I would like to filter out from allData Dataframe those records which types appears in the wrongTypes DataFrame (it has like 2000 records). I convert the wrongTypes DF to list of Strings then in the filter check if record is in that list. Here is my code:
import org.apache.spark.sql.functions._
import spark.implicits._
val allData = Seq(
("id1", "X"),
("id2", "X"),
("id3", "Y"),
("id4", "A")
).toDF("id", "type")
val wrongTypes = Seq(
("X"),
("Y"),
("Z")
).toDF("type").select("type").map(r => r.getString(0)).collect.toList
allData.filter(col("type").isin(wrongTypes)).show()
and I get this error:
SparkRuntimeException: The feature is not supported: literal for 'List(X, Y, Z)' of class scala.collection.immutable.$colon$colon.
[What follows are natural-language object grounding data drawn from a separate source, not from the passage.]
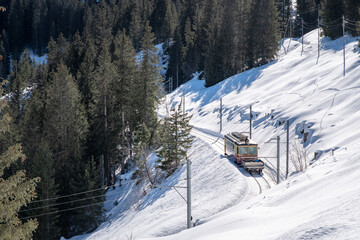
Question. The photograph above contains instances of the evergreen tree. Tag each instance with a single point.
(308, 12)
(58, 52)
(124, 92)
(136, 24)
(332, 12)
(86, 74)
(15, 189)
(213, 58)
(4, 56)
(189, 52)
(149, 84)
(352, 14)
(43, 166)
(22, 76)
(142, 144)
(262, 33)
(103, 109)
(176, 139)
(65, 128)
(87, 219)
CodePudding user response:
allData.filter(col("type").isInCollection(wrongTypes)).show()
CodePudding user response:
If the wrongTypes
dataframe is large, you may want to not collect the results, and just use the dataframes.
I am not sure how to express it on the Dataframe level, but in sql terms you want to use the IN
clause, like this:
allData.createOrReplaceTempView("all_data")
wrongTypes.createOrReplaceTempView("wrong_types")
spark.sql("""
SELECT
*
FROM all_data
WHERE type in (SELECT type FROM wrong_types)
""").show()
CodePudding user response:
isin()
is function with variable number of arguments and if you want to pass collection to it you must use splat operator:
col("type").isin(wrongTypes:_*)
Other option is to use isInCollection()
which has Iterable
as argument. I suggest using it as you mentioned that you expect about 2K entries.